Docenti precari: sono i peones della scuola. Ingiusto.

L’anno scorso il Portale dati del Ministero ne ha contati ben 225mila, un numero enorme, destinato comunque a salire nel nuovo conteggio di questo anno scolastico in corso, toccando quota 240mila e più, grazie a nuovi arrivi stimabili in almeno diecimila unità, e anche per l’ingresso dei nuovi docenti di educazione motoria dal settembre scorso immessi nella scuola primaria.

Oltre alla categoria che li comprende (contratto a tempo determinato), quei 225 mila precari sono individuati secondo le tipologie del posto di lavoro occupato (91mila su posto comune e 134mila su sostegno), sono computati in base alla durata del rapporto di lavoro a termine (67,5mila annuale e 157,5mila fino al termine delle attività didattiche, 30 giugno), sono suddivisi secondo il settore scolastico di appartenenza (17,5mila di scuola dell’infanzia, 65mila di scuola primaria, 59,5mila della secondaria di I grado e 83mila di quella di secondo grado) e sono anche individuati per genere (78% sono donne), fascia di età, provincia e regione di inserimento.    

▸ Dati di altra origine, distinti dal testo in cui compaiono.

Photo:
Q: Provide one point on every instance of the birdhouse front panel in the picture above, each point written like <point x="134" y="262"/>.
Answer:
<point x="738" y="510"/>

Hanno insomma l’onore (si fa per dire) di una dettagliata catalogazione, mentre altro mezzo milione di loro colleghi meno fortunati sono invece soltanto compresi genericamente nelle GPS (non si tratta di un acronimo che identifica smartphone di ultima generazione o altro congegno elettronico, bensì di Graduatorie Provinciali per le supplenze) o iscritti nelle Graduatorie d’istituto, in forza delle quali devono accontentarsi di raccogliere unicamente le briciole del lavoro scolastico attraverso le supplenze temporanee, spesso della durata di pochi giorni.

Contrattualizzati per un anno o per meno, tutti sono condannati a un lavoro precario.

Ciò che è stabile è la domanda del loro lavoro, ovvero il datore di lavoro Stato ne ha complessivamente bisogno con continuità per garantire il servizio (almeno per quanto riguarda quelli con contratto annuale e larga parte di quelli con contratto fino al termine delle attività), ma preferisce “lucrare” un po’ di risparmi (ci sarebbero gli estremi per parlare di speculazione di Stato…), dimenticando gli effetti sulla qualità del servizio. Un sistema che rende la vita difficile a centinaia di migliaia di persone e che impatta negativamente sugli studenti.

L’interrogativo che accompagna la fotografia di questo grande squarcio della nostra scuola potrebbe essere: quanto incide la precarietà del personale docente sulla qualità dell’offerta formativa?